Wilkinson has stated that he would “get rid of” the Speculation and Vacancy Tax and the Employer Health Tax (EHT) if he formed government. (CKNW, 17-May-2018)


  • Speculation and Vacancy Tax – For years, the BC Liberals protected their wealthy donors and refused to act as speculators pushed home prices far beyond a family’s reach. Revenue from skyrocketing home prices also padded BC Liberal budgets, and that windfall proved too difficult for the BC Liberals to turn down. This hurt B.C. families.

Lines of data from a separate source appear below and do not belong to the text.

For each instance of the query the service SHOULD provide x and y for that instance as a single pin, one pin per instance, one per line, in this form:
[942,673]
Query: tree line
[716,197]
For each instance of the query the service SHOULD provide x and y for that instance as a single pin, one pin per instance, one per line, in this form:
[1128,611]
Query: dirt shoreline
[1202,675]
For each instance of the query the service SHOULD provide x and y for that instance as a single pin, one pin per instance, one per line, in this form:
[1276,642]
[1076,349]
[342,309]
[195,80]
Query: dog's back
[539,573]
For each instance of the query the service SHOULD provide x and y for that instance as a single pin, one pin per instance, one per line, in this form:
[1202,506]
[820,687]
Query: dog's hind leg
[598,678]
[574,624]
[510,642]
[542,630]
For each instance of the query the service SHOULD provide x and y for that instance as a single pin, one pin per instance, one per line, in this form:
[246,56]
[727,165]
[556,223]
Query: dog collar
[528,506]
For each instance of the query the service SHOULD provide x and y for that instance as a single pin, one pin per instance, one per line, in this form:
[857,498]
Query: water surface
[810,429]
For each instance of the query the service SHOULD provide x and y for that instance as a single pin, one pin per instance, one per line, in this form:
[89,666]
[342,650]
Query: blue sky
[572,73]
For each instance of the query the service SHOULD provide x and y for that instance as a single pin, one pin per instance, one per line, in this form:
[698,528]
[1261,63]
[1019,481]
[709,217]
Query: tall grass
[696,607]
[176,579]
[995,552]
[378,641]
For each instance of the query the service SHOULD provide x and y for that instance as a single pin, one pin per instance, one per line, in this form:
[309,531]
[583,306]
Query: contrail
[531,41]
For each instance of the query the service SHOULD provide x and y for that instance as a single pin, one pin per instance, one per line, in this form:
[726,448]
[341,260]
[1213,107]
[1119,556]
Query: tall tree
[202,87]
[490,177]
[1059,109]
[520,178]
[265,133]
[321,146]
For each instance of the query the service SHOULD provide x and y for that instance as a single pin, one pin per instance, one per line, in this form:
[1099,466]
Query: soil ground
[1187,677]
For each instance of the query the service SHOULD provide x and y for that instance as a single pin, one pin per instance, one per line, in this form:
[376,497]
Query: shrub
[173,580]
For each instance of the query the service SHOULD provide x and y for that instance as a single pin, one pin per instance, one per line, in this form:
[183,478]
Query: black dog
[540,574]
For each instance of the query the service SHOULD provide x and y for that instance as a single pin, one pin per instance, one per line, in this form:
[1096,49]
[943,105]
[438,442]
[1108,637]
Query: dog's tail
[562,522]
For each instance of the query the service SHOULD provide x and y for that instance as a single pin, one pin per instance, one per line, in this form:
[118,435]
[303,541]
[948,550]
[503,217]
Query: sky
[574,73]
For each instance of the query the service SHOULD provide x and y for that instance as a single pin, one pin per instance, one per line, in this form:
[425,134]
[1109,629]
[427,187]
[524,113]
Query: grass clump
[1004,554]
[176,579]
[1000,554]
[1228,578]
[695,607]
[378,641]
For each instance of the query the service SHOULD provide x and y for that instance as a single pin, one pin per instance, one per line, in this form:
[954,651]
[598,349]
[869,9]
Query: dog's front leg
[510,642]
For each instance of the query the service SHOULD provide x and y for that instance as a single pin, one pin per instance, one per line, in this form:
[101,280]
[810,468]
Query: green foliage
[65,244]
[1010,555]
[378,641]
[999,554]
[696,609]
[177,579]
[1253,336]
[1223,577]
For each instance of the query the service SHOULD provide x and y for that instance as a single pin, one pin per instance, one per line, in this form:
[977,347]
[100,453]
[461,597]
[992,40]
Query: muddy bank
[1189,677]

    John Horgan and the New Democrat government are tackling housing affordability head on, and these measures are supported by 63 per cent of businesses and 88 per cent of people in Metro Vancouver (Vote Local BC 2018 report). However, Wilkinson 
    thinks that the new measures bringing home prices under control are “a huge mistake”, and would rather see housing costs continue to soar out of reach than take action that might curb the record profits of his developer and real estate friends.
  • MSP – To pay for their billion dollar tax cuts, the BC Liberals doubled unfair MSP premiums for families. This new government has already cut those premiums in half, and is bringing in the EHT in order to completely eliminate premiums in 2020. 

    Wilkinson has 
    stated that he and his entire BC Liberal Caucus “will continue to fight the [EHT]”, and would rather make families continue to shoulder the burden of MSP premiums.
“Andrew Wilkinson and the BC Liberals have learned nothing from the last election,” said New Democrat MLA Ravi Kahlon. “It’s clear that given half a chance, they would make the same bad choices that rewarded their friends at the top and made life less affordable for everyone else in B.C.”